Deep in the dark we arrived at Niederschoena.

_Third Stage; from Niederschoena to Flaetz_.

While I am standing at the Posthouse musing, with my eye fixed on my portmanteau, comes a beast of a watchman, and bellows and brays in his night-tube so close by my ear that I start back in trepidation, I whom even a too hasty accosting will vex. Is there no medical police, then, against such efflated hour-fulminators and alarm-cannon, by which notwithstanding no gunpowder cannon are saved? In my opinion nobody should be invested with the watchman-horn but some reasonable man, who had already blown himself into an asthma, and who would consequently be in case to sing out his hour-verse so low that you could not hear it.

40. The common man is copious only in narration, not in reasoning; the cultivated man is brief only in the former, not in the latter; because the common man's reasons are a sort of sensations, which, as well as things visible, he merely _looks at_; by the cultivated man, again, both reasons and things visible are rather _thought_ than looked at.

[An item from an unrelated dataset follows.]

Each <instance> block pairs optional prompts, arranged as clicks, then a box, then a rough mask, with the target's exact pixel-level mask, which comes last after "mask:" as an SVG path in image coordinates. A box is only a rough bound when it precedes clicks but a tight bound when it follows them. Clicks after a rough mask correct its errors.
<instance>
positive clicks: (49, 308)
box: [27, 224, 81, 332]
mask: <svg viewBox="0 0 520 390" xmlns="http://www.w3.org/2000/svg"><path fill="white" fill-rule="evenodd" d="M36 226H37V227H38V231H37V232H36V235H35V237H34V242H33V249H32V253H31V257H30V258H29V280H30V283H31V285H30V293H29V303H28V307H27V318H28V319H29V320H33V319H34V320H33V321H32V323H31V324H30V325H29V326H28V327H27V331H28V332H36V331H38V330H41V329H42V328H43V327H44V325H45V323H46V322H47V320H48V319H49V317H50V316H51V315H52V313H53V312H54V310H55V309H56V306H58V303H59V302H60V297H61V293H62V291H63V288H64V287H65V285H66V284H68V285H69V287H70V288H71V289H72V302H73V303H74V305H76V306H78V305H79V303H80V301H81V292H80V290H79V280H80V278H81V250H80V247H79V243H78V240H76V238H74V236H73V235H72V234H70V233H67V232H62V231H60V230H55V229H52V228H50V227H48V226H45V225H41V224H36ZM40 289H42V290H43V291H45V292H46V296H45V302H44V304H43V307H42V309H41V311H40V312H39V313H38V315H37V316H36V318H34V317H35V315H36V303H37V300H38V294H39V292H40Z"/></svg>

What I had long expected, and the Dwarf predicted, now took place; deeply stooping, through the high Posthouse door, issued the Giant, and raised in the open air a most unreasonably high figure, heightened by the ell-long bonnet and feather on his huge jobbernowl. My Brother-in-law, beside him, looked but like his son of fourteen years; the Dwarf like his lap-dog waiting for him on its two hind legs. "Good friend," said my bantering Brother-in-law, leading him towards me and the stagecoach, "just step softly in, we shall all be happy to make room for you. Fold yourself neatly together, lay your head on your knee, and it will do." The unseasonable banterer would willingly have seen the almost stupid Giant (of whom he had soon observed that his brain was no active substance, but in the inverse ratio of his trunk) squeezed in among us in the post-chest, and lying kneaded together like a sand-bag before him. "Won't do! Won't do!" said the Giant, looking in. "The gentleman perhaps does not know," said the Dwarf, "how big the Giant is; and so he thinks that because _I_ go in-- But that is another story; _I_ will creep into any hole, do but tell me where."